Daniel Pemberton has created a fun, retro soundtrack for the '60s-set Man from U.N.C.L.E. that perfectly suits the film's upbeat vibe. Pemberton uses lots of period songs from icons like Nina Simone and Roberta Flack, as well as what I think must be European pop music from the era. Several times in the film, these period songs begin as something playing on the radio, then swell to be simultaneously diagetic and non-diagetic, which is a fun way to suck the audience into the film. I'm not going to share any of those today, though -- instead, I'm going to focus on my four favorite original tracks. Rather than a lush orchestral sound, Pemberton chose to write stripped-down songs using only a few instruments, rather like a band in the '60s. The results are, I must say, pretty groovy.
"His Name is Napoleon Solo" has a lovely swagger, but a thread of tension and worry running through it as well. The swagger is for Napoleon Solo, who's being discussed during the scene where this plays, and the tension and worry are for Illya Kuryakin, who is being briefed on this potential adversary early in the movie. The two emotions weave around each other in interesting ways, much like the two characters when they are forced to work together.
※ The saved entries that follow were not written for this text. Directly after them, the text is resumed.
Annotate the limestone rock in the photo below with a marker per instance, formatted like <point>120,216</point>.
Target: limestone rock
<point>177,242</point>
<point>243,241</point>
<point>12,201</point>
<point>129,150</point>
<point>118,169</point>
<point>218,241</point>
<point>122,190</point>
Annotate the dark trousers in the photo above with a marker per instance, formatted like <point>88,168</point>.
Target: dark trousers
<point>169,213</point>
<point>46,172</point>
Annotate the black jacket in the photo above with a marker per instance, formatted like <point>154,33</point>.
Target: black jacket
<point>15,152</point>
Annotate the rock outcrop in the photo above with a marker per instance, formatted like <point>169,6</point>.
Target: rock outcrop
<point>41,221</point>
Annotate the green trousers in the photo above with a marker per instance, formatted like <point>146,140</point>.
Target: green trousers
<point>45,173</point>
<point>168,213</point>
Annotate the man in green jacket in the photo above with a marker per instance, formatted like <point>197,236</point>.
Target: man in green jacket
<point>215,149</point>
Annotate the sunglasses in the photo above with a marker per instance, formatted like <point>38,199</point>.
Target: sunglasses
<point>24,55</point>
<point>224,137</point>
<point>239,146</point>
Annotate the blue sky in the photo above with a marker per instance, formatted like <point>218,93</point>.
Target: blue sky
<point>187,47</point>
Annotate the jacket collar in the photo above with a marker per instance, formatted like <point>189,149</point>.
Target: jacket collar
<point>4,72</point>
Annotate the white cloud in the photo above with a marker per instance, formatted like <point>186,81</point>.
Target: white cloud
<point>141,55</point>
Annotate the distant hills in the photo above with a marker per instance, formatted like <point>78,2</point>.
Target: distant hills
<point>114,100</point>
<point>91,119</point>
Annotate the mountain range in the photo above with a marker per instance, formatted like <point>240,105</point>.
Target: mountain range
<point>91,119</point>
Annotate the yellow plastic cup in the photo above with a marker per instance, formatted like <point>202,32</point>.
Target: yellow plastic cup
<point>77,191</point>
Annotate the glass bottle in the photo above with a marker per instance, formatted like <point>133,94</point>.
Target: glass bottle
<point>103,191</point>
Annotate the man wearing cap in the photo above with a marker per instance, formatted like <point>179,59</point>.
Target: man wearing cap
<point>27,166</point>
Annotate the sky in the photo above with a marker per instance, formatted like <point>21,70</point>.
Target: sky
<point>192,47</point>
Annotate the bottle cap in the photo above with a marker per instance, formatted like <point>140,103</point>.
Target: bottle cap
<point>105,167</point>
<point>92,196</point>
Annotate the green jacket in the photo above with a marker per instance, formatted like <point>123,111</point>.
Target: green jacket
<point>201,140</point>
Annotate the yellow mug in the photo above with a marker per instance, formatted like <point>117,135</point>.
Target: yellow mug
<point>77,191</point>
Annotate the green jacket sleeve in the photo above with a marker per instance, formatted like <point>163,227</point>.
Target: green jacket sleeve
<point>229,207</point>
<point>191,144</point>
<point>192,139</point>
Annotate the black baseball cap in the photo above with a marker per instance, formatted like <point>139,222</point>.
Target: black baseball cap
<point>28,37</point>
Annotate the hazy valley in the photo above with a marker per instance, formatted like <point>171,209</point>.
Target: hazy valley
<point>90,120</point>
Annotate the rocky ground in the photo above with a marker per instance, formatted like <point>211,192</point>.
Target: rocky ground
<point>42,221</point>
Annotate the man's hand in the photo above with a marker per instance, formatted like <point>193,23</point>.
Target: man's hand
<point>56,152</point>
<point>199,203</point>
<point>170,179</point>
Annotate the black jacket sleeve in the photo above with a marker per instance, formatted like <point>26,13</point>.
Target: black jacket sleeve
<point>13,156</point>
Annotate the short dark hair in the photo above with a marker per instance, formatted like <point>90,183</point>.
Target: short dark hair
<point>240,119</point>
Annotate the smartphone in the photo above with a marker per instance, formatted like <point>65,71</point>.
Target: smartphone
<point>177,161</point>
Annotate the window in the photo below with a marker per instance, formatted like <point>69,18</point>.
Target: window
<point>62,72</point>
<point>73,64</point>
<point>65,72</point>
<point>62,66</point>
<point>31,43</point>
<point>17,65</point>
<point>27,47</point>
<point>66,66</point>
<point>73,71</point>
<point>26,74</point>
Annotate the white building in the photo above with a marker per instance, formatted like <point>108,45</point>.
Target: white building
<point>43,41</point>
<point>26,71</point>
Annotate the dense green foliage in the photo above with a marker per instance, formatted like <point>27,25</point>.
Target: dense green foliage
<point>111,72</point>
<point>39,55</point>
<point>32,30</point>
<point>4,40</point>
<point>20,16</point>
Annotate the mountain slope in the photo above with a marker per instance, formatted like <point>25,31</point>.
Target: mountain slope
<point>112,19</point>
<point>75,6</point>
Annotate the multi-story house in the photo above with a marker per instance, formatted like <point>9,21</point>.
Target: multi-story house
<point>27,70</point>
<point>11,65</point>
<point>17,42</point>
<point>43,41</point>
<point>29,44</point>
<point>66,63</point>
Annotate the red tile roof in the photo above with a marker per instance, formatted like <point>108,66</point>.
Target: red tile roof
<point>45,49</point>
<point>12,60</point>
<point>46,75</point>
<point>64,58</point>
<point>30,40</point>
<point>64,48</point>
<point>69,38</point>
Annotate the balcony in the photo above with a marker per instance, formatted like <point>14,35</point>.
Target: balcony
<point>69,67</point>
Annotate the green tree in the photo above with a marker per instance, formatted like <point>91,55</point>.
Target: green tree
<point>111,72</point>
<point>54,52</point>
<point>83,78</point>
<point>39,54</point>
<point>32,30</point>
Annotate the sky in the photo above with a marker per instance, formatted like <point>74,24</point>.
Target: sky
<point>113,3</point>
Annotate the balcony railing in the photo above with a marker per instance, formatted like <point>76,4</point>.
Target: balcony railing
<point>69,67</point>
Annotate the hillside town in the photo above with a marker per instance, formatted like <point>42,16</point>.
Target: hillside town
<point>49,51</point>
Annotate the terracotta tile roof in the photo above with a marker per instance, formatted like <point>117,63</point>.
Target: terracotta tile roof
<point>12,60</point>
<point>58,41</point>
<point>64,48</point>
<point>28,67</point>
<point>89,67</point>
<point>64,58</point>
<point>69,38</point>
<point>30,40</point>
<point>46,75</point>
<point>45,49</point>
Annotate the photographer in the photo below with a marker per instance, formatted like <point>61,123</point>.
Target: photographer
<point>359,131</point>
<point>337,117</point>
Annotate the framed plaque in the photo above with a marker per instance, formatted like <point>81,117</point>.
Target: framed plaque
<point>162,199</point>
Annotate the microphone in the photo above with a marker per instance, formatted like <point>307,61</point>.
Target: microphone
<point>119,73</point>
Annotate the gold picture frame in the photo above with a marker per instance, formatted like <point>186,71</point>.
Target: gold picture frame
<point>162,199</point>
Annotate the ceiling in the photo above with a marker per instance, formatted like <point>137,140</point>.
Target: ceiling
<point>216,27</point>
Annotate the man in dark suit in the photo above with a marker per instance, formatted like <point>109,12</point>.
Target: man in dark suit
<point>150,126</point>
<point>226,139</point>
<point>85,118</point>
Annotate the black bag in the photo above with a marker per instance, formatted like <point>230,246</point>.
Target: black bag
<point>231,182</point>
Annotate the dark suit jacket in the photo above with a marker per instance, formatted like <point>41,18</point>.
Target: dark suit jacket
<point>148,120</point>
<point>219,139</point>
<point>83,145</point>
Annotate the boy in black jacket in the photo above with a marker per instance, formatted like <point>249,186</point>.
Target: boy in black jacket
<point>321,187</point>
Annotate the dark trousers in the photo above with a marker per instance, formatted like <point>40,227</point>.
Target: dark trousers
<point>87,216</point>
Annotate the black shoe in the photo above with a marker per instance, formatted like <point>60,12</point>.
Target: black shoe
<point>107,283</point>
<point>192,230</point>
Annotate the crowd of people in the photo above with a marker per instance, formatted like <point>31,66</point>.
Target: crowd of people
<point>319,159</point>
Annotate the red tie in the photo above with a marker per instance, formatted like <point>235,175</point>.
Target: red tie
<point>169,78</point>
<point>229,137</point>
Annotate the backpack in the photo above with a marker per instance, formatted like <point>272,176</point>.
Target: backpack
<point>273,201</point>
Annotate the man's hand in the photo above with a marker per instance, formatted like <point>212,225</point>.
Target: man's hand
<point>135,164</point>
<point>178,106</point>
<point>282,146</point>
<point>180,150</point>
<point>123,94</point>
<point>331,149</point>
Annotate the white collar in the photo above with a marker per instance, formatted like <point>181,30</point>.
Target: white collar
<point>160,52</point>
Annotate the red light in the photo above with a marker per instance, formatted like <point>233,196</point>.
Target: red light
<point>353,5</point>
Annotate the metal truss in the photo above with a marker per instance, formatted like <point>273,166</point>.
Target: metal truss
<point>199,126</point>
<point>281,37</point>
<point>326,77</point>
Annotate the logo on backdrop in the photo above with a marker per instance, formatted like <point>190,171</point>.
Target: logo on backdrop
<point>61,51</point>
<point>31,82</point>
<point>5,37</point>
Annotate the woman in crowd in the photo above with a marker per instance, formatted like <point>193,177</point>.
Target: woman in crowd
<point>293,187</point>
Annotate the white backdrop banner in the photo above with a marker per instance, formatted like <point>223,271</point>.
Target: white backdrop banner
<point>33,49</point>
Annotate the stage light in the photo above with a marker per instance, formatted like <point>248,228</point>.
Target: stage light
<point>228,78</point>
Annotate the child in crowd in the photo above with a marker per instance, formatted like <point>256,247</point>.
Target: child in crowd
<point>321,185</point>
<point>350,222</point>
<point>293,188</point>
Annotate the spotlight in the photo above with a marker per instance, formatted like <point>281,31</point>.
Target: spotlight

"Circular Story" has almost a spaghetti-western sound to parts of it, which at first seems weird, cuz what does a movie about spies in the '60s have to do with spaghetti westerns? Ah, but those are called "spaghetti" westerns because they were filmed in Italy, many during the '60s, and much of this film takes place in Italy, so... it makes sense in the end. (There's even part of an Ennio Morricone song used in the movie, though it's not on the soundtrack.)
"Take You Down" gets used during my absolute favorite moment in the movie, a moment that is glorious, brilliant fun that makes me want to stand up and cheer, though in the theater so far I've contented me with just clapping. It's one of those moments that, when I know it's coming soon, I start bouncing up and down and grinning madly. This song is a celebration of revving engines, speed, and the joy of the chase. The Morricone influence is back here too, with that opening "Wah-wah-wahhhhhh" reminding me so much of the beginning of the main theme for The Good, the Bad, and the Ugly.
"The Unfinished Kiss" is about as different from the previous track as possible. It's tender, wistful, hesitant. But still strong and determined -- such a fascinating contrast!
Well, there you have it: one of my new favorite soundtracks, from one of my new favorite movies. Ciao!